The CLL prognosis is a medical opinion concerning the chance that a patient will recover or have a recurrence. Factors that can affect a person's prognosis include the type and location of the cancer, the stage of the cancer, the person's age, general health, and response to treatment, and the cancer grade. When considering a person's CLL prognosis, the doctor will also consider statistics from hundreds or even thousands of people with the disease. Keep in mind, however, that a prognosis is only prediction.

CLL Prognosis: An Overview

People facing chronic lymphocytic leukemia (CLL) are naturally concerned about what the future holds.
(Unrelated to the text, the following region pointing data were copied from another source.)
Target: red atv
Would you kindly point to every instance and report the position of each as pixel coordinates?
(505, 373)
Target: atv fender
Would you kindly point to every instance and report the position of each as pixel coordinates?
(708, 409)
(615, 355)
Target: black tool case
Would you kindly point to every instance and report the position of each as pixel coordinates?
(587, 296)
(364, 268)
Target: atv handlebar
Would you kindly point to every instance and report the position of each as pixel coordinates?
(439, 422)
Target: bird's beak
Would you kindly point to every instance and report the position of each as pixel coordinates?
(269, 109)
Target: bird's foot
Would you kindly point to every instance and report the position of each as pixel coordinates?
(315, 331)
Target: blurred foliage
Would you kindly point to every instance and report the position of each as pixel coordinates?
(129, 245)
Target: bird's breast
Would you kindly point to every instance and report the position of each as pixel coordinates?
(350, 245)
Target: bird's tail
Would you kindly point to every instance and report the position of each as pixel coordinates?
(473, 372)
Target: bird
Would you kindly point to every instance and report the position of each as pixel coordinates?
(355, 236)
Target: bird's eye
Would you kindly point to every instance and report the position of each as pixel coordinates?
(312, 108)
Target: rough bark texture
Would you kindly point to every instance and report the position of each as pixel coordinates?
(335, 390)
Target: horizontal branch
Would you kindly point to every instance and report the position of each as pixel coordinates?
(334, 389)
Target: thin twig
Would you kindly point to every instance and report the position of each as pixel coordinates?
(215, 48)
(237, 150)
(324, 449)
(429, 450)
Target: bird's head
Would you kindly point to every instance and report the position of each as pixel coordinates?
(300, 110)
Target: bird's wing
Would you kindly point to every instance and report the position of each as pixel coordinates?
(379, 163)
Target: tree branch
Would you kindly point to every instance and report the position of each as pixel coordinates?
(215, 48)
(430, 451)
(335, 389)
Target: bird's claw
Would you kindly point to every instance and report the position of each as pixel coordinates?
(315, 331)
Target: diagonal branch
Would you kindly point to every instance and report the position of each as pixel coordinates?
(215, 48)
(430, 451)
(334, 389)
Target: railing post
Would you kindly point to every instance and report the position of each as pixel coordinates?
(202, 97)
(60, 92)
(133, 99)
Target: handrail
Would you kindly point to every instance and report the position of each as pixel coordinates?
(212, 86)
Understanding CLL and what to expect can help patients and their loved ones plan CLL treatment, think about lifestyle changes, and make decisions about their quality of life and finances. Many people with chronic lymphocytic leukemia want to know their CLL prognosis, so they may ask their doctor or search for statistics on their own.
 

CLL Prognosis: What Is a Prognosis?

A prognosis is a medical opinion as to the likely course and outcome of a disease. In other words, the prognosis is the chance that a patient will recover or have a recurrence (return of the cancer). Many factors can affect a person's prognosis, such as:
 
  • The type and location of the cancer
  • The stage of the disease (the extent to which the cancer has metastasized, or spread)
  • The person's age, general health, and response to treatment
  • Its grade (how abnormal the cancer cells look and how quickly the cancer is likely to grow and spread).
 
When doctors consider a person's prognosis, they carefully assess all of the factors that could affect that person's disease and treatment, and then try to predict what might happen. The doctor will base the prognosis on information researchers have collected over many years about hundreds or even thousands of people with cancer. When possible, the doctor will use statistics based on groups of people whose situations are most similar to that of an individual patient.
 
The doctor may speak of a favorable prognosis if the cancer is likely to respond well to treatment. The prognosis may be unfavorable if the cancer is likely to be difficult to control. However, it is important to keep in mind that a prognosis is only a prediction; the doctor cannot be absolutely certain about the outcome for a particular patient.